Dimarco bisa menjadi pembeda, atau justru titik yang diserang lawan.
“Sejauh ini dia melakukan hal-hal yang luar biasa. Sebenarnya musim lalu juga begitu, tetapi dengan konsistensi yang lebih rendah dan mungkin dengan kebebasan bermain yang tidak sebesar sekarang. Bisa dibilang saat ini dia memiliki kepercayaan diri yang berbeda dan mampu bermain penuh selama 90 menit. Itu adalah hasil kerja pelatih yang memberinya status yang jelas berbeda,”
Lautaro Menuju Status Legenda
Lautaro Martinez kini sejajar dengan Roberto Boninsegna dalam daftar pencetak gol sepanjang masa Inter. Target berikutnya adalah Altobelli.
Menurut Bergomi, mengejar Altobelli masih sangat realistis karena selisih golnya tidak terlalu jauh. Untuk menyamai Giuseppe Meazza memang lebih sulit, mengingat faktor usia dan penurunan eksplosivitas striker seiring waktu.
Namun satu hal pasti: Lautaro sudah berada di barisan depan sejarah besar Inter. Ia bukan sekadar kapten, tetapi simbol era baru Nerazzurri.

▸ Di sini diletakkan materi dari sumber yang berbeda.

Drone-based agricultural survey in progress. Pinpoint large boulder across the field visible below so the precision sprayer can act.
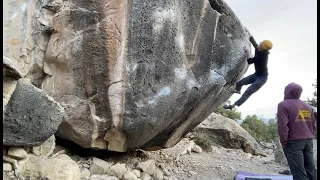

“Spillo (Altobelli) lebih realistis untuk dikejar Lautaro, ia hanya kurang 38 gol lagi. Menyamainya akan menjadi pencapaian legendaris lainnya. Untuk menyamai Meazza, ia harus bertahan hingga usia 34 tahun, dan kita tahu bahwa daya ledak seorang penyerang akan menurun pada usia tertentu. Tetapi mengapa tidak tetap berpikir bahwa itu mungkin? Bagaimanapun hasilnya nanti, pemain Argentina itu sudah berada di barisan terdepan dalam sejarah Inter,”
ThuLa Masih Jadi Duet Utama
Soal tandem terbaik Lautaro, Bergomi masih menempatkan Marcus Thuram sebagai pasangan ideal dalam duet “ThuLa”. Jika Thuram tampil dalam performa terbaiknya, kombinasi ini sulit digantikan.
Pio Esposito disebut sebagai opsi rotasi yang menjanjikan, tetapi untuk laga sebesar ini, pengalaman dan chemistry tetap menjadi faktor utama.
“Untuk saat ini, jika Thuram tampil seperti biasanya, saya rasa duet ThuLa tidak bisa dikesampingkan, dengan Pio sebagai opsi pengganti pertama. Namun pertandingan masih banyak, semua pasangan penyerang akan mendapatkan kesempatan bermain.”